After Blalock’s death Thomas was employed by the hospital to train surgeons, but the general public did not become aware of his central role in the development of heart surgery until one of the doctors he had trained told a journalist about him. It was her magazine article that brought his life’s work to notice. And eventually the hospital, a year or so before his death, awarded him an honorary doctorate, and the honour of having his picture put on the wall alongside other great pioneers of medical history.

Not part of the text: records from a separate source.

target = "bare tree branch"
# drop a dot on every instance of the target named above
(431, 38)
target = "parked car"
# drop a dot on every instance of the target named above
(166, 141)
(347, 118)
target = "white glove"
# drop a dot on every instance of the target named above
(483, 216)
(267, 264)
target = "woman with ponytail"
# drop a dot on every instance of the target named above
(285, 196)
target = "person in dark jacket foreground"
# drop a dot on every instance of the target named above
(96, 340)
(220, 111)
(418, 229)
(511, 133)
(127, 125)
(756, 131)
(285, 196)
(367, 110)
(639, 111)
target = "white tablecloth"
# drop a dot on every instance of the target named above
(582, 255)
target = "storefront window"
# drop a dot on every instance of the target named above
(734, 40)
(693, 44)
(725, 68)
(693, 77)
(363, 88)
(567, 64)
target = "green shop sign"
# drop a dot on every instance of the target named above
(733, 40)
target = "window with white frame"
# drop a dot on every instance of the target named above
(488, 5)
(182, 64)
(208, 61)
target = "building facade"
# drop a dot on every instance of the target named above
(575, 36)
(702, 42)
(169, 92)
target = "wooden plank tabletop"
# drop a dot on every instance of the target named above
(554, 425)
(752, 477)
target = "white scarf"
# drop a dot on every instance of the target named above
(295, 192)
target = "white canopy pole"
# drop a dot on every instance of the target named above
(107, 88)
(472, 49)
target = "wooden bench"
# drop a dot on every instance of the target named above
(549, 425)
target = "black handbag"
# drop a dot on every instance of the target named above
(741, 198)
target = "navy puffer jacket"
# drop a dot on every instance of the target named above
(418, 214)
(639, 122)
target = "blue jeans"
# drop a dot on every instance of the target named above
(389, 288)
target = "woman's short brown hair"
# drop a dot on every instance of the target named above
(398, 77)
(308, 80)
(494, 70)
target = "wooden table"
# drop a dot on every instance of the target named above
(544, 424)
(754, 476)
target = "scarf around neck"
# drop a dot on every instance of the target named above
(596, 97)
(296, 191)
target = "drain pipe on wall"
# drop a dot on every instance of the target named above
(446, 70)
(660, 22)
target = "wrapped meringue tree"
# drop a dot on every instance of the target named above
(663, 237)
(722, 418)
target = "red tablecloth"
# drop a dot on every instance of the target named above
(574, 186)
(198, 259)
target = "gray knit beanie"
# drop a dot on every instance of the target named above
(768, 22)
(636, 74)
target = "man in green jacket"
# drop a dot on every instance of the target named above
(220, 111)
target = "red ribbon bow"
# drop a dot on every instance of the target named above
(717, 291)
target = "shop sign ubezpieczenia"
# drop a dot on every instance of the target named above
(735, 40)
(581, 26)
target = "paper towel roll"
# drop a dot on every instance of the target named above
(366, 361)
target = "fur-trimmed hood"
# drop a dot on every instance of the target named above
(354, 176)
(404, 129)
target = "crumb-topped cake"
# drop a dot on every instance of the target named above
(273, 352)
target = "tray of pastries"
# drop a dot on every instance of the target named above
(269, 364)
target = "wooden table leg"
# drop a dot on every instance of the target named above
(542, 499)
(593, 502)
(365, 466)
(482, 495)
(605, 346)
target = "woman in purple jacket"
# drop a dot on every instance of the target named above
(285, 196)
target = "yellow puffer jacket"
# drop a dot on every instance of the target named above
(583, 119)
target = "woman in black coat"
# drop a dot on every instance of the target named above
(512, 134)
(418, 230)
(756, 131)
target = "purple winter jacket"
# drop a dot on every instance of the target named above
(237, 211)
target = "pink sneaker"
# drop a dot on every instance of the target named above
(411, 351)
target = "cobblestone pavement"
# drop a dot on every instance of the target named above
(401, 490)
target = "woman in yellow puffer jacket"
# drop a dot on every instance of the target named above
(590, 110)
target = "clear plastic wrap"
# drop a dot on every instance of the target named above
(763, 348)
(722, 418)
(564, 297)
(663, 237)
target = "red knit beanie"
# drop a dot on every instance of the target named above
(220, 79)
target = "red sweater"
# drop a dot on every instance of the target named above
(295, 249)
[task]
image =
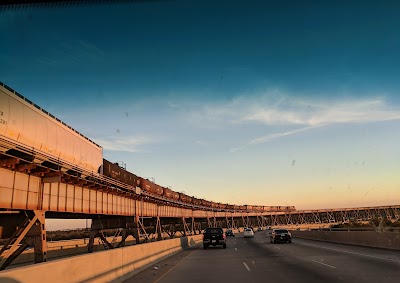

Modestly, accepting the doctorate, Thomas said that when 40 years before, he had accepted the opportunity to work with a young surgeon, he had had no idea he would have been able to make a contribution to medicine that would have merited such recognition.

This film, sensitive in its handling of the explosive issue of race, does not, for all its low-key tone, softpedal or avoid the difficult issues presented by its true story. The film is notable for splendid acting performances by Alan Rickman as Dr Blalock, and by the hip-hop artist Mos Def, who gives a remarkable account of the unemphatic, modest Vivien Thomas.

This is a film of which HBO can be genuinely proud.

1 comment:

  1. Very good story, nicely summarized. We tend to forget how deeply entrenched racial divisions were in the U.S. prior to the 1960s.